The present invention discloses a kind of moos index construction method based on internet data collection, comprises the following steps:Step 1, for the degree of concern of a certain investment in acquisition internet data;Step 2, builds positive and negative sentiment indicator;Step 3, two indexs of this month IPO quantity and same day Stock Price Fluctuation are obtained from open market;Step 4, according to equation below computing market investor sentiment index:Market investment person's moos index=[A/ (A+B+C+D)] * degrees of concern+[B/ (A+B+C+D)] positive and negative sentiment indicators of *+[C/ (A+B+C+D)] * this month IPO quantity+[D/ (A+B+C+D)] * same day Stock Price Fluctuations;Wherein, A, B, C, D are respectively degree of concern, positive and negative sentiment indicator, this month IPO quantity, the weight of same day Stock Price Fluctuation.This kind of method can provide important additional information by the moos index of IT technical limit spacing market investment persons to the investment decision in financial market.

Description

A kind of moos index construction method based on internet data collection
Technical field
The invention belongs to data analysis technique field, more particularly to a kind of moos index on Prediction of Stock Price builds Method.
Background technology
In recent years, a large amount of academic researches of financial educational circles find the data of nonstandardized technique, for example, built by specific process Anxious state of mind index of the investor on market, the index of correlation on supervising aspect policy uncertainty, and investor exist Just negative speech on investment delivered on network etc., critical work is served for explaining and analyzing financial market fluctuation With.Therefore, the standardization finance data such as such as stock opening price, closing price, trading volume general at present is different from, can be by structure Establish the city the moos index of an investor, to be predicted to the daily tendency of stock price.
The content of the invention
The purpose of the present invention, is to provide a kind of moos index construction method based on internet data collection, and it can lead to The moos index of IT technical limit spacing market investment persons is crossed, important additional information is provided to the investment decision in financial market.
In order to reach above-mentioned purpose, solution of the invention is:
A kind of moos index construction method based on internet data collection, comprises the following steps:
Step 1, for the degree of concern of a certain investment in acquisition internet data;
Step 2, builds positive and negative sentiment indicator;
Step 3, two indexs of this month IPO quantity and same day Stock Price Fluctuation are obtained from open market;
Step 4, according to equation below computing market investor sentiment index:
Market investment person's moos index=[A/ (A+B+C+D)] * degrees of concern (Focus)+[B/ (A+B+C+D)] * is positive and negative Sentiment indicator (PosNegSentiment)+[C/ (A+B+C+D)] * this month IPO quantity (IPOnum)+[D/ (A+B+C+D)] * works as Day Stock Price Fluctuation (Volatility)

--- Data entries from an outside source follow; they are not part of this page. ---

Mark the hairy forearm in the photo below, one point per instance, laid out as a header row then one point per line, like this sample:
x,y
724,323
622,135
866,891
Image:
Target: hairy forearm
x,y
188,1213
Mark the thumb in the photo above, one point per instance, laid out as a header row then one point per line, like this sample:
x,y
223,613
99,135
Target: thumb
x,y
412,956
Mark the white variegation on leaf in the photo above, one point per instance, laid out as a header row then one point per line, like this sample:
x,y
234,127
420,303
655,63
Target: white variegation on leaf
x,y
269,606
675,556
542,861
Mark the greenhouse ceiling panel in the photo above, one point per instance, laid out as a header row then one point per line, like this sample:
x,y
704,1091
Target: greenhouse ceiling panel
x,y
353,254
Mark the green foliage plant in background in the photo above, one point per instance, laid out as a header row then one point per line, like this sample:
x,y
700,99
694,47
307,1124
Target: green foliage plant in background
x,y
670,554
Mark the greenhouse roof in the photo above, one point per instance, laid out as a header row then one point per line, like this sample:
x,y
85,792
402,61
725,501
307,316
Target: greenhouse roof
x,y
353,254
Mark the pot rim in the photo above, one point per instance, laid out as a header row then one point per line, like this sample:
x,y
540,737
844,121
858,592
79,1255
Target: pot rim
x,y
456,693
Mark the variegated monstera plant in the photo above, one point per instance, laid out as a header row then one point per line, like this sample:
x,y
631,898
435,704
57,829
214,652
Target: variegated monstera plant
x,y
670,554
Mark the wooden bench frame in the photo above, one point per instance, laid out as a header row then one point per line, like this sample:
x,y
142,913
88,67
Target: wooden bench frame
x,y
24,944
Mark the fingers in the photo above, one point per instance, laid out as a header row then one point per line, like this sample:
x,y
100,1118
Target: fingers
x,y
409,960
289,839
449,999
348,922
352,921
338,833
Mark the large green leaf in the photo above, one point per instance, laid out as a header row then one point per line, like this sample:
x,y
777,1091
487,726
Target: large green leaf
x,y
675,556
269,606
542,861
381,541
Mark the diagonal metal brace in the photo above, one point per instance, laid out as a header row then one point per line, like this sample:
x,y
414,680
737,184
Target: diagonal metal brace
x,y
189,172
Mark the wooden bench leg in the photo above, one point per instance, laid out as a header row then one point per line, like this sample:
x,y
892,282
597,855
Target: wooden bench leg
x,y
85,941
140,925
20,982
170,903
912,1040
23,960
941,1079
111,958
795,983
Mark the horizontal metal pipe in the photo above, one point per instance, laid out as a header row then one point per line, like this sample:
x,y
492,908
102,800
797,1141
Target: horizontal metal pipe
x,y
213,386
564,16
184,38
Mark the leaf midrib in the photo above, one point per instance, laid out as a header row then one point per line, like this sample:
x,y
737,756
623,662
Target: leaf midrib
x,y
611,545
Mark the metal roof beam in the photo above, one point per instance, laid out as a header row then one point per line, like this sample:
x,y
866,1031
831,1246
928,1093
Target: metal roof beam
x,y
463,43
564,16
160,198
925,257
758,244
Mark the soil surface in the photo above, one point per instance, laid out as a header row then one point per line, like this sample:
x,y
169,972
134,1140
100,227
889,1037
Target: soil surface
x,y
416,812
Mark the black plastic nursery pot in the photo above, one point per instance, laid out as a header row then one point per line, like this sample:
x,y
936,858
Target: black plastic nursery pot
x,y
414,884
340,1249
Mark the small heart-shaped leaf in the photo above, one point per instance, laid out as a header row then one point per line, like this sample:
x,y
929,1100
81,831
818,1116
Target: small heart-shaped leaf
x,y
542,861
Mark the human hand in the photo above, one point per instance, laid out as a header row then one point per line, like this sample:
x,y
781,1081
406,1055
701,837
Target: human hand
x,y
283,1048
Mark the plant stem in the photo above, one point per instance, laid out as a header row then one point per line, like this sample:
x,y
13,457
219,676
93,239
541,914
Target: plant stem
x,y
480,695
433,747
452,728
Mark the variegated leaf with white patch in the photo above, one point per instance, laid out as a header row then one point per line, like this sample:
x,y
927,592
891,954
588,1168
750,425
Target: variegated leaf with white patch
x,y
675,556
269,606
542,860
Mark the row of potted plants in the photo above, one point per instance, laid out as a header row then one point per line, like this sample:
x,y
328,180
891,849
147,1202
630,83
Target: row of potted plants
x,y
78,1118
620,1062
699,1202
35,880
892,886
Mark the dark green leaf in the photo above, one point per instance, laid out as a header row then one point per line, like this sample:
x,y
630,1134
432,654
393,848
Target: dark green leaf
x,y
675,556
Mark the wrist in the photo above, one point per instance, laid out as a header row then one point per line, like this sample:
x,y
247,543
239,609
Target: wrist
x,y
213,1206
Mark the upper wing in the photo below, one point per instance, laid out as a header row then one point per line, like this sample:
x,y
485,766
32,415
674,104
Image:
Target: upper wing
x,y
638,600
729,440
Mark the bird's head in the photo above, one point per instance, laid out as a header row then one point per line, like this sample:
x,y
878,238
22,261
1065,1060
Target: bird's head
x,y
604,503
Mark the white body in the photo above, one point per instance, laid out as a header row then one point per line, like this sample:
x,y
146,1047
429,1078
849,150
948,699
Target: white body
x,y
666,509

Wherein, A, B, C, D are respectively degree of concern, positive and negative sentiment indicator, this month IPO quantity, same day Stock Price Fluctuation Weight.
The detailed content of above-mentioned steps 1 is:Entered according to the keyword that the corresponding IP in general headquarters of listed company location is delivered Row retrieval, for a certain investment, collects the index of correlation in units of fixed time period, is used as degree of concern, and the correlation refers to Number refers to the summation of the keyword occurrence number in fixed time period.
Above-mentioned fixed time period is for monthly, weekly, daily, each hour or minute.
The detailed content of above-mentioned steps 2 is:
Step 21, using ORACLE relevant databases, including table guba, table authors, table articles and table Comments, builds database as follows:
1) HTTP request to stock homepage URL is sent, HTML content is obtained and is parsed, record page=1;
2) new label is searched, child node is traveled through;
I. the title of model, author, stock account, date issued, final updating date are stored in table articles;
Ii. model URL is accessed, thin looking at is obtained and page HTML content and is parsed, by content, read number, comment number and be stored in table comments;
Iii. author URL is accessed, author's page HTML content is obtained and is parsed, author information is stored in table authors;
Iv. model stock URL is accessed, stock information is stored in table guba;
3) obtain that model is total and every page of model number, judge whether current be last page, if not last page, then Lower one page is accessed, page=page+1, repeat step 2 is recorded);
Step 22, based on the semantic data that webpage is obtained, by the Chinese feeling polarities word word that semantic analysis field is general Allusion quotation is analyzed using SOSA algorithms, and SOSA algorithms continue multiple random polling node, and change according to state is carried out with upper type Become;Then, gradually by temperature drop, next round operation is repeated;
Step 23, when wrap count reaches default, or when meeting stopping criterion, terminates repetitive process, is made with current results It is positive and negative sentiment indicator.
In above-mentioned steps 4, the computational methods of weight are:The inquiry real-time income of stock, while the concern that step 1-3 is obtained Degree, positive and negative sentiment indicator, this month IPO quantity, same day Stock Price Fluctuation substitute into following formula,
Positive and negative sentiment indicator+C* this month IPO quantity+D* the same day stock prices of the real-time income of stock=A* degrees of concern+B* Fluctuation+residual error
Assuming that residual error meets normal distribution, A, the value of B, C, D are drawn using multiple linear regression.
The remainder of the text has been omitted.